Personal information
- Full name: Madalyn Terese Schiffel
- Date of birth: September 19, 1994 (age 31)
- Place of birth: Roseville, California
- Height: 5 ft 9 in (1.75 m)
- Position: Goalkeeper

College career
- Years: Team / Apps / (Gls)
- 2012–2015: San Francisco Dons / 70 / (0)

Senior career*
- Years: Team / Apps / (Gls)
- 2016: Avaldsnes IL / 22 / (0)
- 2017: Seattle Reign FC / 1 / (0)

International career
- 2015–2017: United States U23

= Madalyn Schiffel =

American soccer player

Madalyn Terese Schiffel (born September 19, 1994) is a retired American professional soccer goalkeeper who previously played Seattle Reign FC in the National Women's Soccer League (NWSL) and for Avaldsnes IL of the Norwegian Toppserien.

==Early life and education==
Schiffel was born on September 19, 1994, in Roseville, California.

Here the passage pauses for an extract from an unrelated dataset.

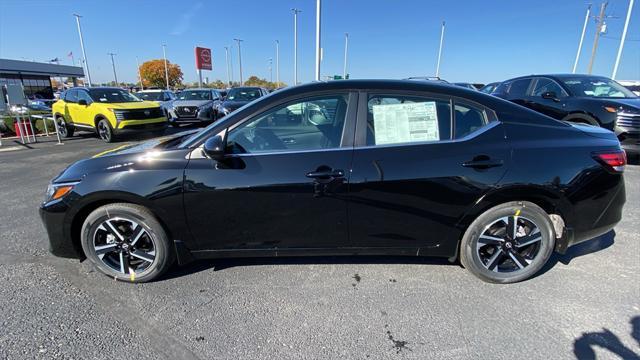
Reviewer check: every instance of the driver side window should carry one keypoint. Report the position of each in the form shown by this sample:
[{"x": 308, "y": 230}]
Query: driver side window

She attended Cornerstone Christian School. She played club soccer for Placer United, winning the 2010 Nor Cal Cup and Placer Cup Championships.

===San Francisco Dons, 2012–2015===
Schiffel attended the University of San Francisco and played for the Dons in the West Coast Conference (WCC). As a freshman, she started 10 games, leading her team to four wins, and posting a save percentage of .838 (second in the WCC). Her season was cut short due to an injury in late September. In 2013, Schiffel played every minute in goal for USF and was named an All-West Coast Conference Team honorable mention. As a Junior, she played in all 20 games, recording five solo shutouts and earning herself a name on the All-WCC Second Team. In her senior year, Schiffel was named to the preseason All-WCC team and earned first-team NSCAA All-West Region honors. She graduated with a career record in goalkeeper wins (29), shutouts (23) and minutes played in goal (6,514).

==Club career==

===Avaldsnes IL, 2016===
After Schiffel was selected 34th overall by the Washington Spirit in the NWSL College Draft in January 2016, she signed with Norwegian club Avaldsnes IL. Avaldsnes' American goalkeeper coach Carl Gregor said that although Schiffel faced tough competition from the other two goalkeepers at the club, she had everything it takes to become a top-level goalkeeper. She started the 2016 Toppserien season as first choice. In May 2016, Schiffel was player of the match in a 0–0 draw with defending champions LSK Kvinner FK. She was praised by coach Colin Bell as it was the first time Avaldsnes had avoided defeat by rivals LSK.

=== Seattle Reign FC, 2017 ===
In January 2017, Seattle Reign FC signed Schiffel ahead of the 2017 season. The team had previously acquired her player rights from Washington Spirit in November 2016 as part of a trade that included Christine Nairn and Havana Solaun. On October 23, 2017, Schiffel announced her retirement from Seattle Reign FC.

===International===
Schiffel has represented the United States on the under-20 and under-23 national teams.